# Encore Accuracy



## Jaybic (Sep 8, 2005)

Hello all,

I have a question for all the Encore owners out there. I have a .223 encore and after trying many different loads and bullet weights(I handload) I have gotten is to shoot ok (1 inch groups at 100 yards give or take some days) but I cannot seem to get better that this. When I bought it, I really thought it would do better than this, maybe 1/2 inch or so.

It is not my "go to" coyote rifle so I am not to bent about it but I am thinking about buying another barrel for it in .308 or .300win mag and also a pistol barrel in 25-06 or something like it so I can deer hunt with it.

Here are my questions.

1. Are my accuracy expectations too high?

2. Does a guy spend 300.00 for a new barrel that will only shoot that well or just spring for a new bolt gun that will(Tikka T3 is in mind)?

3. What kind of luck have others had with the .308/.300win mag(or any cal for that matter) as far as accuracy goes?

I appreciate any insight anybody might have. Its not a gun I will be shooting alot(targets and pdogs/long shots at coyotes maybe) because you cannot hunt deer down here in MN with a rifle but I hope some day to go hunt deer/elk someplace where I will use it.

I just dont want to buy a lemon barrel for 300.00 when I could just spend it on a whole rifle that will do what I want. I also dont want to shell out 600.00 + for a new rifle that I wont shoot much either.

Whats a guy to do?

Ideas?

Thanks again,

Jaybic


----------



## vtrons (Feb 14, 2008)

I have a heavy .308 barrel that shoots 1/2 inch groups at 150 yards with factory remington 150 grain core-loc softpoints.
I'm pretty happy with that.


----------



## neb_bo (Feb 3, 2007)

my boss has a 243 and a 45 cal. muzzeloader for his. as muzzeloaders go, it is a tackdriver, but he cant get factory 243 under 1.5". the bad thing about an encore, is aside from handloading, there isnt a helluvalot you can do to improve accuracy.


----------



## cjb41 (Feb 14, 2008)

I have one of the older Contender Rifles in .223 that I bought to shoot cans and rocks. If I could get it to shoot within 2" at 100 yards I would be happy. I hand load all my rifle & pistol shells and have tried about everything I can think of to make it shoot better. I have not been very successful in improving the accuracy of this rifle. 
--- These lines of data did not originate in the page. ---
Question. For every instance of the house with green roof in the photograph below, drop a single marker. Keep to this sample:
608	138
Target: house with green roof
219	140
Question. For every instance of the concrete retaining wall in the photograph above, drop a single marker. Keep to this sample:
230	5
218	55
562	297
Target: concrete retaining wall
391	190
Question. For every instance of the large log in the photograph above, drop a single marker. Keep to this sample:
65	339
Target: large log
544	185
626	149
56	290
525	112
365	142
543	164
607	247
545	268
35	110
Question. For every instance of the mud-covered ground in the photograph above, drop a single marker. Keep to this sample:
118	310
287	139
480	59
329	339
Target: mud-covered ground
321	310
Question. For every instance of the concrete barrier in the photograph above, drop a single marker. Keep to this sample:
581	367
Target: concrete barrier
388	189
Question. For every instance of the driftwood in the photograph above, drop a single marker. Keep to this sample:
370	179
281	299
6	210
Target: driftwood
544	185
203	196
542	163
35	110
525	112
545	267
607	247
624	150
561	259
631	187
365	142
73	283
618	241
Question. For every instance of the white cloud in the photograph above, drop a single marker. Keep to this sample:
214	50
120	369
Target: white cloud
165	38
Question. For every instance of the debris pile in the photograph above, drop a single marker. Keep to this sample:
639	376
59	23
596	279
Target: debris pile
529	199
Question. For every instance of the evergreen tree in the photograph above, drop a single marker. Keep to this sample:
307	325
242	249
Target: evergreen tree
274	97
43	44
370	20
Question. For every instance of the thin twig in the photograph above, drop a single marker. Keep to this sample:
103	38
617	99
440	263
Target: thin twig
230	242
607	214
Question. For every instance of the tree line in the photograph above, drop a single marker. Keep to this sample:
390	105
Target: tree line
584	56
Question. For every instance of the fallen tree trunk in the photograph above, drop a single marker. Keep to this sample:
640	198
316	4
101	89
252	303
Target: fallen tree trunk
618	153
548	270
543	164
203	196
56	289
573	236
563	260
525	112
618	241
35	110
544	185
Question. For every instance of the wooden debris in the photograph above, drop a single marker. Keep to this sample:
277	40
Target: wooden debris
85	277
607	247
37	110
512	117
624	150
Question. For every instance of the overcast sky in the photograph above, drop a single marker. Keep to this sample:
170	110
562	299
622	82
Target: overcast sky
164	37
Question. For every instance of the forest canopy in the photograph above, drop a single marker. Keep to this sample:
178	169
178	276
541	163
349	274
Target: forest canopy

I have a number of rifles that will shoot ½" at 100 yards so I feel the problem is not all me.


----------



## darkgael (Feb 10, 2006)

Hmmm. I have an Encore with two rifle barrels - 30-06 and 300win mag. I rarely shoot the Magnum so I don't remember how it groups. The '06 will group one inch at 100 yds. (165Rem PSP, 54grs. AA4350). I'm happy with that, after all Weatherby only warrants that their rifles will shoot 1 1/2" groups at 100yds. from a cold barrel.
I also have a .223 pistol barrel and a .308 pistol barrel for the Encore frame; interestingly, they shoot as well or better than the rifle if I do my part.
Contender - One day at the range, I watched my son shoot a five shot sub-minute of angle 100 yd. group with a 16 1/4" 30-30 barrel and a no magnification pistol scope. They will group OK.
Pete


----------



## gunsandoptics (Mar 25, 2008)

Visit Bellum's TC on the internet. He works mostly on TC guns and does accuracy work, trigger jobs, and has a lot of good advice and free information on his site regarding the Encore. His oversize hinge pin kit featuring a replaceable #1 and #2 hinge pin is a good place to start. Sanding the forearm wings to make sure they are free floated where they touch the frame is another tip. A good trigger job makes any gun easier to shoot well, along with a quality scope. Another website doing custom work on Encore's is E. Arthur Brown & Co, also on the net.

Hope this helps, Dan


----------



## Big A (Mar 28, 2008)

I've had great luck with all my encores(.22-250, .223, .243). The key is to keep working the handloading. Start with any bullet and powder that shoots an inch. use a stoney point gauge- load a few rounds at the lands and start backing out by .005. My best handloads tend to be 5% short of max powderwise and .20 back from the lands. .250 loves imr4895 50 gr. Nos. ball, .223-h-335 50 gr v-max, .243 90 gr. CT. Keep trying with the right combo encores will shoot 1/2 inch all day long. Reagrds


----------